The Early Childhood Workforce Index shows the lack of action by most states to ensure that early educators earn a living wage. In California, for example, the state budget earmarks funds toward professional development, but does not address poverty-level wages, which will continue to drive qualified teachers out of the profession and do nothing to reduce the closures of child care facilities.
“Early educators’ poor working conditions are not inevitable, but a product of policy choices that have typically let down the women and men who are doing this essential work,” said co-author Caitlin McLean, a senior research specialist at CSCCE.
Among the policies recommended by the index:
- Invest in direct public funding to provide early educators with a living wage, health care, and safe and supportive work environments.
- Prioritize improved compensation as an essential component for the post-pandemic rebuilding of the early care and education system, targeting wages/salaries, as well as health insurance, retirement plans and other benefits. Those benefits should be paid to workers both in child care centers and in home-based centers.
- Improve compensation by setting local or statewide wage and benefit standards to address wage inequity. Standards should account for job role, experience and education levels, with a goal of parity with similarly qualified elementary school teachers.

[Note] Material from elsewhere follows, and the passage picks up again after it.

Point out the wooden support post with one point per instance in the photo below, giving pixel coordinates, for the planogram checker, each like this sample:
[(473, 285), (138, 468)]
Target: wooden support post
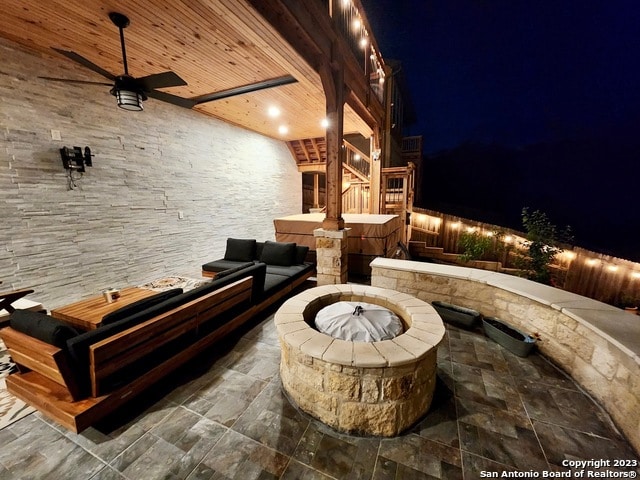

The report is based on the latest data from the U.S. Bureau of Labor Statistics and includes interactive maps and detailed tables on state workforce policies, initiatives and wages. It offers guidance to advocates, states and the federal government on priority policy areas.
CSCCE published the first index in 2016 and the second in 2018. Rich in data and narrative description, it is one of the nation’s leading sources of insight into the function and health of the nation’s child care and early childhood education systems.
The Center for the Study of Child Care Employment conducts research and policy analysis focused on achieving public investments that enable the early childhood workforce to deliver high-quality care and education for all children. CSCCE is a project of the Institute for Research on Labor and Employment (IRLE) at UC Berkeley.